La démarche post-moderne de Luciano Berio


A la fin des années 1960, Luciano Berio, qui avait été un compositeur sériel et électroacousticien (il avait fondé le premier studio de musique électroacoustique en Italie [Studio di fonologia de la RAI à Milan]), prend ses distances vis-à-vis des mouvements d’avant-garde pour développer un travail de type post-moderne. Il s’est lancé dans une construction d’archétypes des différentes formes d’expression pour une formation donnée. Par exemple dans Sinfonia (1968-69), Coro (1975 [revue en 1977], pour chœur et grand orchestre), Recital (1972, pour chanteur seul) et le Concerto pour 2 pianos et orchestre (1972-73, il travaille sur les relations entre solistes et orchestre) : Berio fait le tour de toutes les expressions possibles pour chaque formation. Il base ce travail sur l’intégration d’éléments musicaux provenant du répertoire savant ou populaire : les thèmes, les techniques de jeu.

Il fait ce travail de synthèse, d’inventaire (qu’il a fait pour chaque instrument solo) dans ses Sequenze : il passe en revue toutes les techniques de jeu et les possibilités des instruments.
Par exemple : Sequenza III, pour voix. On y trouve toutes les techniques vocales possibles.



Le symbole de cette démarche post-moderne est le 3ème mouvement de la Sinfonia qui cite le scherzo de la 2ème symphonie de Mahler (servant de trame du début à la fin) auquel se greffent des éléments d’origines très diverses (citations musicales [Mahler, Stravinsky, Debussy, Boulez] et littéraires aussi).

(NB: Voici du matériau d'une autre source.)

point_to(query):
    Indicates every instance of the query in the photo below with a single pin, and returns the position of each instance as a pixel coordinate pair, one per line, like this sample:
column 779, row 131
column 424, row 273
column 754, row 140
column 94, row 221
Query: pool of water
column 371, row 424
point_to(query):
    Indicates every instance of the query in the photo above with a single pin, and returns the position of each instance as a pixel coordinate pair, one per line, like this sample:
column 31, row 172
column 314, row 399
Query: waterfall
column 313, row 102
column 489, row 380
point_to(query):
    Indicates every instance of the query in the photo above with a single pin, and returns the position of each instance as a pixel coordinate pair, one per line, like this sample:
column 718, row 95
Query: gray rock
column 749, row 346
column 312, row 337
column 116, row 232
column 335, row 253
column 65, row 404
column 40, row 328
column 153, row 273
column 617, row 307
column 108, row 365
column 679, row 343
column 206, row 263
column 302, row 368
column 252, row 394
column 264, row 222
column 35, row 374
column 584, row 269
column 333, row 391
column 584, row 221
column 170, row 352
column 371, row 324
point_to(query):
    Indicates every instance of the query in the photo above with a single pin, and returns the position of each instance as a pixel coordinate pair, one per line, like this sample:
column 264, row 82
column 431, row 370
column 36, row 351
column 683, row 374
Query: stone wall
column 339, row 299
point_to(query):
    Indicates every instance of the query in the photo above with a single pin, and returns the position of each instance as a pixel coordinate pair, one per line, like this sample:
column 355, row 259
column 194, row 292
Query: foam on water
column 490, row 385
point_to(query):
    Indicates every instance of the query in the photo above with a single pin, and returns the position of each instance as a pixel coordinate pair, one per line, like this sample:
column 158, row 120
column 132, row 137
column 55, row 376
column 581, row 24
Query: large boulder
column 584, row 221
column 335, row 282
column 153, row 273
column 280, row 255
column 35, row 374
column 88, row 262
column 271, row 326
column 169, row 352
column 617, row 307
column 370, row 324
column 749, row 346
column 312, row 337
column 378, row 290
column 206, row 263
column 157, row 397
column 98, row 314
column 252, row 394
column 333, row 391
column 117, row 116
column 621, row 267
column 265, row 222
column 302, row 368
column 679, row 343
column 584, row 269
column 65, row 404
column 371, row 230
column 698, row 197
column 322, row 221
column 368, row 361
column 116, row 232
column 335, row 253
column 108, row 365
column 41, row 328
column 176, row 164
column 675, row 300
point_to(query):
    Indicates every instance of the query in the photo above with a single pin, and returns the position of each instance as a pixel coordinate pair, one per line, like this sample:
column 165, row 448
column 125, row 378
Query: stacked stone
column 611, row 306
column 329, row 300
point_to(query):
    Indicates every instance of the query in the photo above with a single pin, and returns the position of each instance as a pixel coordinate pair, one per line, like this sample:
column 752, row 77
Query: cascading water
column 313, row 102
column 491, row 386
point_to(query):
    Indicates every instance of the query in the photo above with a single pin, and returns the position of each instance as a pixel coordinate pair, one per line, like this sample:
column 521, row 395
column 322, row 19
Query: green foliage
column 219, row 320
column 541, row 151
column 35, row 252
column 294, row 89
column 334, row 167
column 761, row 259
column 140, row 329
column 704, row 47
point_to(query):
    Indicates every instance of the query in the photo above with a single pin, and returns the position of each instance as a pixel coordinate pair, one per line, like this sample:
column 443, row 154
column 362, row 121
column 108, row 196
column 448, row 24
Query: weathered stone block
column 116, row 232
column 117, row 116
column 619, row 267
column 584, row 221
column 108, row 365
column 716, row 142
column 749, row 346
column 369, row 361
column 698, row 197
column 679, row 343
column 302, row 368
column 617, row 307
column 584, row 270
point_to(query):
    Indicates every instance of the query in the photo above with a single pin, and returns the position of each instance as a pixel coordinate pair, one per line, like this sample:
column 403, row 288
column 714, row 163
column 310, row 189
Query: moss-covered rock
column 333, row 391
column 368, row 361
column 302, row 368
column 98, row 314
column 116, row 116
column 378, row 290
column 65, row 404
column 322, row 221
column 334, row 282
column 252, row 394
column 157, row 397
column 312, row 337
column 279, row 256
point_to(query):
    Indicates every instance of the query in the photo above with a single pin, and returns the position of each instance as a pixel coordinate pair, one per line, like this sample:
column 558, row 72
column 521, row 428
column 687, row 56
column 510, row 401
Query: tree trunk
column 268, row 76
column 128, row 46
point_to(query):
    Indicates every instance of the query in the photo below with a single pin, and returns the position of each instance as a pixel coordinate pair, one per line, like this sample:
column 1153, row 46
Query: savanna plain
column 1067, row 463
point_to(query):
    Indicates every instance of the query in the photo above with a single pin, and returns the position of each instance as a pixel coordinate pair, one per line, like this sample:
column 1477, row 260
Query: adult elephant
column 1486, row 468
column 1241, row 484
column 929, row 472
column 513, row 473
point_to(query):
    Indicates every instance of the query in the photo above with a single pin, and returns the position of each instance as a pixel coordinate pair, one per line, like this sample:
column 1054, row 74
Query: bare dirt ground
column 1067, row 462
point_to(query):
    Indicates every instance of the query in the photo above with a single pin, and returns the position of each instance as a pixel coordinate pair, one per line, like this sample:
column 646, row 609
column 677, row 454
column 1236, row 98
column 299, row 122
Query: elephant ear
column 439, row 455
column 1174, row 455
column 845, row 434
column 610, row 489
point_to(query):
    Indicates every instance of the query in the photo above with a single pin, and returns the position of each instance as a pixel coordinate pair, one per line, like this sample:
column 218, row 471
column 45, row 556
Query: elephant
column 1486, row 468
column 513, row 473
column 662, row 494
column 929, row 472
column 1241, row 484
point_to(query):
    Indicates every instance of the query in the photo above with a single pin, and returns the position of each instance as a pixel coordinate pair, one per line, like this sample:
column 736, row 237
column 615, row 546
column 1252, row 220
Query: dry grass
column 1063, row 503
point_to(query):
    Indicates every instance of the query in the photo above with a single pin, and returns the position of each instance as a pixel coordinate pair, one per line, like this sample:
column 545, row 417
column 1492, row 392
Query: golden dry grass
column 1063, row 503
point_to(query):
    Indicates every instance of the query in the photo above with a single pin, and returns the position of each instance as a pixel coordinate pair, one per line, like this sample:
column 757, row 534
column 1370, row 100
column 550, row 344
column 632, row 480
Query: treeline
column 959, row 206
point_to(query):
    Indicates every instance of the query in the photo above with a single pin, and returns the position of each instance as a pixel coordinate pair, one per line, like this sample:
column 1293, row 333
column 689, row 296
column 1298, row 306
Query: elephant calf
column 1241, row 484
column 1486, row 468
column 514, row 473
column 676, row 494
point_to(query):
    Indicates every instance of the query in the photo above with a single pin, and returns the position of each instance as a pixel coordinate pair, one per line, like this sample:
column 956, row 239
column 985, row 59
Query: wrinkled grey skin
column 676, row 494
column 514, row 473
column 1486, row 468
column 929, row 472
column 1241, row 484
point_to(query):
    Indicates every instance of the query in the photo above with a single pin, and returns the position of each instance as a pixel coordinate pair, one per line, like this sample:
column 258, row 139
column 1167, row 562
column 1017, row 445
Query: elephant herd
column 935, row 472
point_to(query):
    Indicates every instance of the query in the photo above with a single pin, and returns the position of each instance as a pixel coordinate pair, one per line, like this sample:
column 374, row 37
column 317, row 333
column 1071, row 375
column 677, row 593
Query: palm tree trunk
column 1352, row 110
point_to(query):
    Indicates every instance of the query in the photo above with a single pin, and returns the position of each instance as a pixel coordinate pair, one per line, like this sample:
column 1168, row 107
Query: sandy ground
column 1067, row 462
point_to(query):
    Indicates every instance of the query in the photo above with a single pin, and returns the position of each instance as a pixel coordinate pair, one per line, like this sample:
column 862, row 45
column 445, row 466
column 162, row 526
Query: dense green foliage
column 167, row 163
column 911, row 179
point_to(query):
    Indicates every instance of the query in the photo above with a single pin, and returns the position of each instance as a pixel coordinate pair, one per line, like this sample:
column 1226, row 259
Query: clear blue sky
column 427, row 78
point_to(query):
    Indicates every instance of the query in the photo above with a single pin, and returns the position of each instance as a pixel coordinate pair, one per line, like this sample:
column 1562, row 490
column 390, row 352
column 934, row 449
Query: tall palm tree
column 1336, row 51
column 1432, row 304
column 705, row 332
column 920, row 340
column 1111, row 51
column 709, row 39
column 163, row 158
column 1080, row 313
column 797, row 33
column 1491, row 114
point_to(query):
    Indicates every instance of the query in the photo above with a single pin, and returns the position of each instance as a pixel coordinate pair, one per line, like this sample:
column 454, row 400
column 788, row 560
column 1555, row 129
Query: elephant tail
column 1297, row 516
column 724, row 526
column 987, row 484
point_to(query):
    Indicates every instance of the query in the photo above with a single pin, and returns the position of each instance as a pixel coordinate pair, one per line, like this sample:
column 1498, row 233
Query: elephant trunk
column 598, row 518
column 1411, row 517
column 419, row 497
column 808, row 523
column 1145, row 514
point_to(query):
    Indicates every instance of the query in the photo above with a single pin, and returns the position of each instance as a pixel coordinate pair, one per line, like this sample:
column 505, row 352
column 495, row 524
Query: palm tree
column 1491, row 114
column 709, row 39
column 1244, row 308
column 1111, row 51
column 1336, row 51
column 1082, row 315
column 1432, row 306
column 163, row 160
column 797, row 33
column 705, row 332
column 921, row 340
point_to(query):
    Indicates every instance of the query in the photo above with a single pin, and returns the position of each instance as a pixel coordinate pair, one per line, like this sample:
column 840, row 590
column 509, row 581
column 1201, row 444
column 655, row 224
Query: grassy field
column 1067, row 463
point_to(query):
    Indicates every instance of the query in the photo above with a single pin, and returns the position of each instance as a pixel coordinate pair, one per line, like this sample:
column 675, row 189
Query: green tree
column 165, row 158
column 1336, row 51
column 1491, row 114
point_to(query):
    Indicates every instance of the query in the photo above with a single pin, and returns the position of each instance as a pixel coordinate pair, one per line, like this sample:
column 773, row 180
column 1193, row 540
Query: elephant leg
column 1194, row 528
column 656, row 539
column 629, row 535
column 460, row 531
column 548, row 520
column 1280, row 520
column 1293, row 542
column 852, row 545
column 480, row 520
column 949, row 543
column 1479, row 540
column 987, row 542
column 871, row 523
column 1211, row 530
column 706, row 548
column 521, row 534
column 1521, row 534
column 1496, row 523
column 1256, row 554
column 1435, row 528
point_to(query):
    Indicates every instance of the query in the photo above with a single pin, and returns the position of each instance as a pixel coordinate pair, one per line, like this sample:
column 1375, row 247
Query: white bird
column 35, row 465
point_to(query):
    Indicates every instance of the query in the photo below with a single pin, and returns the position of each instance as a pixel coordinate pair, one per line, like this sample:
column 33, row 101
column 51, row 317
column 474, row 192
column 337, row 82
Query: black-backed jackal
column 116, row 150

Voir l'analyse de cette oeuvre sur edmu.fr

Coro (1976)

La manière dont il intègre le répertoire populaire n’est pas foncièrement différente de la manière dont il travaille sur le répertoire savant (il y a un plan d’égalité). Une des œuvres dans laquelle il va intégrer le répertoire populaire est Coro (pour chœur et orchestre) où le chœur est exploité dans toutes les configurations possibles (grand chœur, petit groupe isolé…).
Coro (1976) est sans doute l’un des sommets de son œuvre, une anthologie de l’homme, de son aventure et de son paysage intérieur. Les langues, les folklores, les styles y sont brassés avec violence et tendresse. Berio en dit la chose suivante :

« On y trouve exposés et parfois combinés entre eux des techniques et des modes populaires les plus divers sans aucune référence à des chants particuliers. Il ne s’agit donc pas simplement d’un chœur de bois et d’instruments mais aussi d’un chœur de techniques diverses allant du lied à la chanson, des hétérophonies africaines à la polyphonie. Dans l’éventail plutôt large des techniques adoptées dans Coro, l’élément populaire n’est naturellement pas le seul »


Episode 6 "Venid a ver la sangre por las calles" : citation littéraire de Pablo Neruda (« Venez voir le sang répandu dans les rues »).




Episode 17 "Pousse l'herbe e fleurit la fleur" : chanson yougoslave (sans soucis de démarche authentique) intégrée dans une trame beaucoup plus large, superposée (contrepointée ?) à des éléments complètements différents, hétérogènes (sorte d’incrustation). C’est un travail de mosaïste...




Ainsi, Berio considère le répertoire populaire comme intégré à son patrimoine musical au même niveau que la musique savante.


Cries of London (1974-76)

Dans les Cries of London (1974-76), Berio travaille sur des textes de cris de marchands londoniens. Parfois il reprend des mélodies originelles, parfois il fait des fausses mélodies populaires. C’est une écriture à mettre en parallèle avec le Chant des oiseaux de Janequin : onomatopées, coup de langue… Cela dit l’écriture reste savante : c’est une juxtaposition de styles.

“Le vendeur d’ail” (Garlic, good garlic) de Cries of London de Berio

Le texte :
Garlic, good garlic
the best of all the cries.
It is the physic
'gainst all the maladies.
It is my chiefest wealth,
good garlic for the cry.
And if you lose your health
my garlic then come buy,
my garlic come to buy.



Dans le même registre, les Folksongs de Berio sont moins intéressants : c’est une série de vraies et fausses mélodies populaires de différentes parties du monde. C’est une œuvre un peu plus marginale.